Code Monkey home page Code Monkey logo

nd027--data-modelling-with-postgres's Introduction

Sparkify Data Pipeline using PostgreSQL

About

Sparkify is a startup with a music streaming service.

This pipeline extracts data from the app to allow the Sparkify team to analyse the user activity on the app and the music the users listen to.

The Sparkify team would like to be able to analyse:

  • which songs the users are listening to.
  • trending songs or most listened to songs.
  • locations where users are.
  • the level or subscription type of users.
  • time of day when users are most active i.e. listening.

Database schema

The database model is a star-schema design.

The star-schema allows for simpler and quicker queries since fact tables contain the data required for analysis without having to be joined to the dimension tables.

The star schema is easy to understand particularly for business people who may only be interested in the statistics or analytics rather than all the details about what is captured.

In this project, one can query the songplays table to get information about most played music, where it is being played from, the time when music is played, etc.

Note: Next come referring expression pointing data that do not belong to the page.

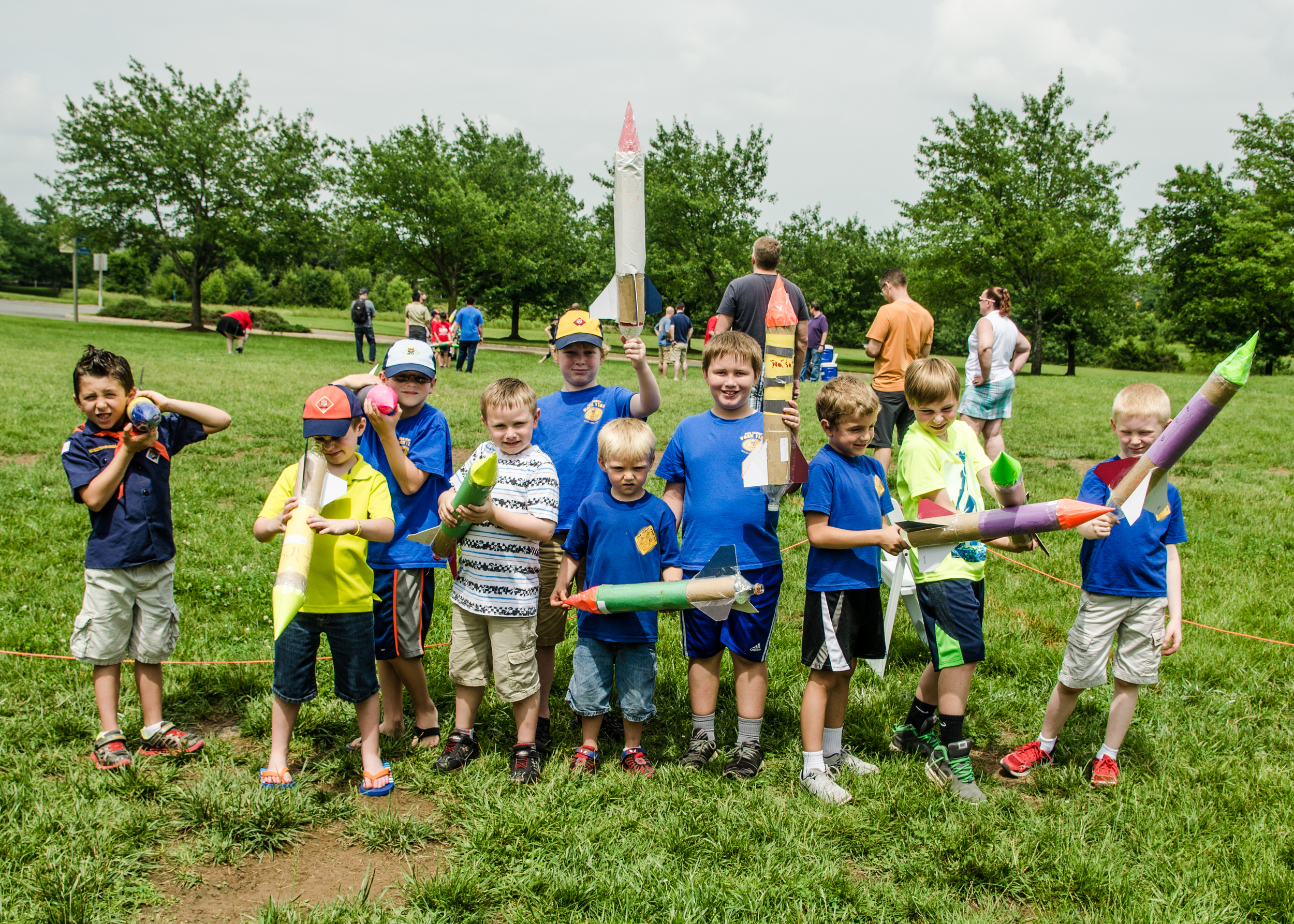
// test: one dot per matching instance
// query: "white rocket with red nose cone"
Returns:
(630, 295)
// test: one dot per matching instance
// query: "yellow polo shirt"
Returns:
(341, 580)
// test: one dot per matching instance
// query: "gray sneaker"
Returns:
(700, 751)
(822, 785)
(949, 768)
(845, 760)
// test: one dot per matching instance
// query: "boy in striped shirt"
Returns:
(497, 588)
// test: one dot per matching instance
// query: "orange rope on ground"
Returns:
(1200, 625)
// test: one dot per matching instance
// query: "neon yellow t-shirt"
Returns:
(927, 464)
(341, 580)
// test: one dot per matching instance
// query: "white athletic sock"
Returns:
(831, 741)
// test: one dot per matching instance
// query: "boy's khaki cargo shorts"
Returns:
(1137, 623)
(504, 645)
(127, 613)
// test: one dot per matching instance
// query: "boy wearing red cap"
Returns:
(340, 589)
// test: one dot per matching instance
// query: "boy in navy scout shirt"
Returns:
(570, 422)
(1131, 574)
(123, 476)
(413, 452)
(702, 468)
(844, 502)
(625, 536)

All this can be done from the songplays table without querying the other tables or joining to them in queries.

Fact table(s):

  • songplays.

Dimension tables:

  • artists -- data about the artists.
  • songs -- data about the songs.
  • time -- data about the times when songs were played.
  • users -- data about the users of the app.

How to run

  • pip install -U -r requirements.txt to install the Python dependencies preferably in a virtual environment.

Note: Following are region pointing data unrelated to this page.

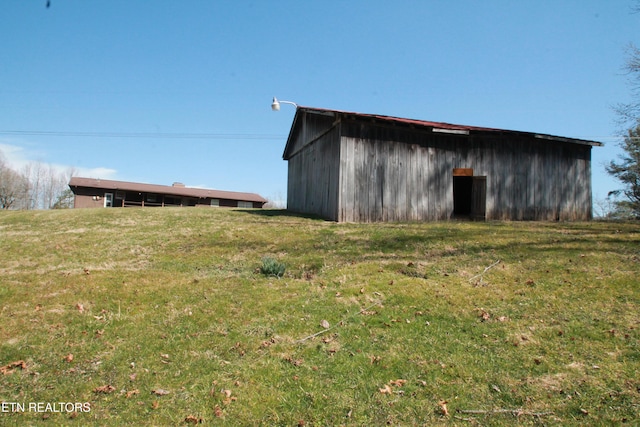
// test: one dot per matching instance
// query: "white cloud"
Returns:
(17, 158)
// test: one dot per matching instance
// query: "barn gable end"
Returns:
(364, 168)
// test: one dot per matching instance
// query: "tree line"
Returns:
(35, 186)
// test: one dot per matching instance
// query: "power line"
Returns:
(170, 135)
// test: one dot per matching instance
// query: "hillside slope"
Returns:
(163, 317)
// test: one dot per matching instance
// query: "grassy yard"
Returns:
(165, 317)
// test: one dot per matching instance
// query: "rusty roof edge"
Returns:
(444, 127)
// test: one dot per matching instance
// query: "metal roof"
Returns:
(164, 189)
(446, 127)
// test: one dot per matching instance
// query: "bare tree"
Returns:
(13, 187)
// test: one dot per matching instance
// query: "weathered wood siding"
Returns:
(314, 175)
(392, 173)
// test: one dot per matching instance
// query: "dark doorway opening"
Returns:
(462, 191)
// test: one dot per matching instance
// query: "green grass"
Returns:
(540, 318)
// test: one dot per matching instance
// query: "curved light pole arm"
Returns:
(275, 105)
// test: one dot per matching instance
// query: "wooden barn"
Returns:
(356, 167)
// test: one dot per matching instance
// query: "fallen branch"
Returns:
(339, 323)
(514, 412)
(484, 272)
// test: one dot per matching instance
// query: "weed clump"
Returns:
(272, 267)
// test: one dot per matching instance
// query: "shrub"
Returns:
(272, 267)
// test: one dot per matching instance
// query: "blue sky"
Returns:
(162, 91)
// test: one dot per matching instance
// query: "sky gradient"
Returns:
(168, 91)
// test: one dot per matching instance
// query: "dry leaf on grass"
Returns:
(217, 411)
(104, 389)
(443, 407)
(386, 389)
(398, 383)
(8, 369)
(190, 419)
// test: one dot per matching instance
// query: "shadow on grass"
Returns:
(284, 213)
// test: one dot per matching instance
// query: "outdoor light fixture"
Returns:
(275, 105)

  • python create_tables.py to create the database tables.

  • python etl.py to do the ETL.

If you can't be bothered to set up Postgres locally, you can have a go using Docker:

docker run --name some-postgres \
  -p 5432:5432 \
  -e POSTGRES_PASSWORD=student \
  -e POSTGRES_USER=student \
  -e POSTGRES_DB=studentdb \
   postgres:12-alpine

File Description

  • requirements.txt This file contains the required Python packages and their exact versions so that the scripts run as expected anywhere. Run pip install -r requirements.txt to install the packages.

  • create_tables.py

    This script contains the logic and queries for resetting the database by connecting to the database server, dropping (if it exists) and creating the sparkifydb database, dropping existing tables, and creating the tables anew.

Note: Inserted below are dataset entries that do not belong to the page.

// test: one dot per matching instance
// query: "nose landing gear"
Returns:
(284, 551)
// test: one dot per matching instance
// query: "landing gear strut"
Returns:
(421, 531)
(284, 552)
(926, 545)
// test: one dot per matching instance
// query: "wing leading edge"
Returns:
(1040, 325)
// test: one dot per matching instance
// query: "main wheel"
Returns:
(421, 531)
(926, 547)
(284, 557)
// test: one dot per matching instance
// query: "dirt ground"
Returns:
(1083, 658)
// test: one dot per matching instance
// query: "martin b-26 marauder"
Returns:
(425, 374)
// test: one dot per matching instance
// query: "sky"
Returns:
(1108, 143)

    Run python create_tables.py to (re)create the sparkifydb database and its tables.

  • test.ipynb Use this notebook to test that files have been processed and stored in the database.

  • sql_queries.py contains the SQL queries that:

    • create required database tables
    • drop the database tables
    • insert data into the database tables
    • query for song and artist data from the database.

    The queries are referenced in etl.py and create_tables.py

  • etl.ipynb This is an exploratory notebook for getting familiar with the data, transforming and testing the loading of data into the database.

  • etl.py This script processes the data files and writes the data to the database.

    Run this script python etl.py to write the data from the data directory to the database.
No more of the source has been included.